• Kino
  • Mapa
  • Ogłoszenia
  • Forum
  • Komunikacja
  • Raport

Arka - Pogoń 1:0

star.
5 maja 2004 (artykuł sprzed 20 lat) 

Arka Gdynia

Arka może zostać zmiażdżona w często wykpiwanym Bełchatowie (ledwie cztery dni wcześniej było 1:6), może bronić się przed spadkiem zamiast obiecanej walki o awans, Arka po prostu może grać słabo, jednak wizyty takich klubów jak Pogoń, a wcześniej Śląsk, Lech, Wisła, Ruch czy Cracovia zawsze będą elektryzować Gdynię. To są mecze, które bez względu na poziom sportowy - a ten w poniedziałek był marny - na długo zapisują się w pamięci kibiców, a wręcz trwale, jeśli żółto-niebiescy zwyciężają.

Tak było z "portowcami". Pozornie skromne 1:0 było bardzo dobitne. Tyleż nieodzowne w ligowej młócce, ile spektakularne, prestiżowe, jak w ostatnim czasie takie samo 1:0 ze Śląskiem i Cracovią. Ponownie obecny na trybunach Wojciech Szczurek wysnuł z tego bardzo optymistyczny wniosek. - Mimo niepewnej sytuacji niedawne zwycięstwo nad "pasami" i to dzisiejsze wskazują, że Arka jest zespołem liczącym się w II lidze, zdolnym do walki o miejsce w samej czołówce, a w przyszłości - mam nadzieję - również o awans do ekstraklasy - mówił prezydent Gdyni.

Dobrze się stało, iż właśnie na jego oczach działy się rzeczy, które, jak sądziliśmy, odeszły w Redłowie w głęboki niebyt. Otóż w 22 min - gdy szalikowcy Arki szczelnie wypełniający sektor pod zegarem nagle zainteresowali się tym, co dzieje się na ulicy Stryjskiej (tam mieli maszerować spóźnieni i zaprzyjaźnieni z Pogonią fani stołecznej Legii) - przyjezdni zaczęli rozmontowywać ogrodzenie w sektorach na przeciwległym łuku.
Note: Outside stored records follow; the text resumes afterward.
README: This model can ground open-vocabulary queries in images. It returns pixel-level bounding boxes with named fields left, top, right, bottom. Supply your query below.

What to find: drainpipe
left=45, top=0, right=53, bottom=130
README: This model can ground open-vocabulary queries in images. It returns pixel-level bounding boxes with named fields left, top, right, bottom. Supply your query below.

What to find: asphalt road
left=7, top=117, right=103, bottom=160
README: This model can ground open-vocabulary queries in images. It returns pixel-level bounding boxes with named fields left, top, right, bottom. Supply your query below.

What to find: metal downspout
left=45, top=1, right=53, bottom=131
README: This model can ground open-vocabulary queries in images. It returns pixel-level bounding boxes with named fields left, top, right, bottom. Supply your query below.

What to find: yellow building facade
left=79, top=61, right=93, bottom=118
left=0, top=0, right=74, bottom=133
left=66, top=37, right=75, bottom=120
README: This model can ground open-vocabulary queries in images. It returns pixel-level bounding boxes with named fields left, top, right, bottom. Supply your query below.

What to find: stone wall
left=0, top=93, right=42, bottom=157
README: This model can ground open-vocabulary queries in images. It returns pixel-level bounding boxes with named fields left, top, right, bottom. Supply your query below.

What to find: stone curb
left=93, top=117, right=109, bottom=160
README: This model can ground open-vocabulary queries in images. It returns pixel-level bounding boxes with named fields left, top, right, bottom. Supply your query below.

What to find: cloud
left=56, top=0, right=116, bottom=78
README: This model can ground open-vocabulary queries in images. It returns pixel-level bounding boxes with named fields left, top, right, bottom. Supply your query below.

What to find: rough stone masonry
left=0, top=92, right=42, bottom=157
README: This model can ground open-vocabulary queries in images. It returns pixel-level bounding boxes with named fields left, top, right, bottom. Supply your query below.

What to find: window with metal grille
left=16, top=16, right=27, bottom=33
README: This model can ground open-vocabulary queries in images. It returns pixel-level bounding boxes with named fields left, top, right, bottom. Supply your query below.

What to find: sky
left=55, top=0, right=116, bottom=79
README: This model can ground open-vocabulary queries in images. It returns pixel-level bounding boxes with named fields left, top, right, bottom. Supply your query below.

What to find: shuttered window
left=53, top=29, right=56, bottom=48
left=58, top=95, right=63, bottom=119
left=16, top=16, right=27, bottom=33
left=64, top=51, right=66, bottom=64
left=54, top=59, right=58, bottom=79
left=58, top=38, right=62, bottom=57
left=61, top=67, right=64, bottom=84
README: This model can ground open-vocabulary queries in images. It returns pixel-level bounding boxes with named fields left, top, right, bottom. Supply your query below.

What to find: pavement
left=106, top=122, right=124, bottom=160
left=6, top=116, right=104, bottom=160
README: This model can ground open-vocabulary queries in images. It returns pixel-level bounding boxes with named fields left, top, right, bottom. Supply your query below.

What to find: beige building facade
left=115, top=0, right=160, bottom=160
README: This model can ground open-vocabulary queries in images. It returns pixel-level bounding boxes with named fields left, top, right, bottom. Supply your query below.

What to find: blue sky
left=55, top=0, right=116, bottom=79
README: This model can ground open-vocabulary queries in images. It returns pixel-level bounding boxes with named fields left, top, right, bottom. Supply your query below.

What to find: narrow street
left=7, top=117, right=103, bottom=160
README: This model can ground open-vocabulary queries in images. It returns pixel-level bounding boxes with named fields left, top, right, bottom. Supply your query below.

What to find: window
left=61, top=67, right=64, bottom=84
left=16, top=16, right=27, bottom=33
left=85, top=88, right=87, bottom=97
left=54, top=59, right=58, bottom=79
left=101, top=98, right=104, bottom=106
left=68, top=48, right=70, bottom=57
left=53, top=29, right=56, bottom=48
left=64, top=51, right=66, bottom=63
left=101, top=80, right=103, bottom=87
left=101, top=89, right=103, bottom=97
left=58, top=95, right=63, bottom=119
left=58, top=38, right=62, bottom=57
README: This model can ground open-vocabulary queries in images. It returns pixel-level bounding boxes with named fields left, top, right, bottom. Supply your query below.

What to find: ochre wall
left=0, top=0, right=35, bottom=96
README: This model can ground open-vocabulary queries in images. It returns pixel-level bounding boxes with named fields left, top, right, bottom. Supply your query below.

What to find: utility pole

I rozmontowali je dość gładko, po czym jawnie prowokowali konfrontację. Oczywiście służby ochroniarskie do niczego się nie przydały. Nigdy nie zrozumiemy, dlaczego dziennikarzom sprawdza się plecaki, a chuligani wnoszą race świetlne, którymi potem rzucają w funkcjonariuszy. Dużo więcej pożytku było z kilku rozsądnych dryblasów, którzy poskramiali zapędy przeskakujących płot fanów Arki. Przeskakiwali go również ci - jeden nawet popędził na wroga uzbrojony w chorągiewkę boczną - którzy wykupili droższe bilety na trybunę z obniżonym ogrodzeniem. Ostatecznie nie doszło do starcia, co jest drugim - po wyniku - sukcesem klubu. Z opóźnieniem wbiegli na obiekt policjanci, wjechała na bieżnię "sikawka". Zastanawiamy, się czy tak nie powinno być od początku? Prezydent Szczurek argumentował, że nie. - Nie można z góry zakładać irracjonalnych zachowań kibiców - mówił nie bez racji, aczkolwiek brakuje w tym konsekwencji. Przecież na początku sezonu - przed pucharowym meczem z Wisłą Kraków - właśnie Arka zamknęła obiekt dla kibiców Lechii, zakładając, że będą dymić. Przez to rozróby wybuchły poza stadionem.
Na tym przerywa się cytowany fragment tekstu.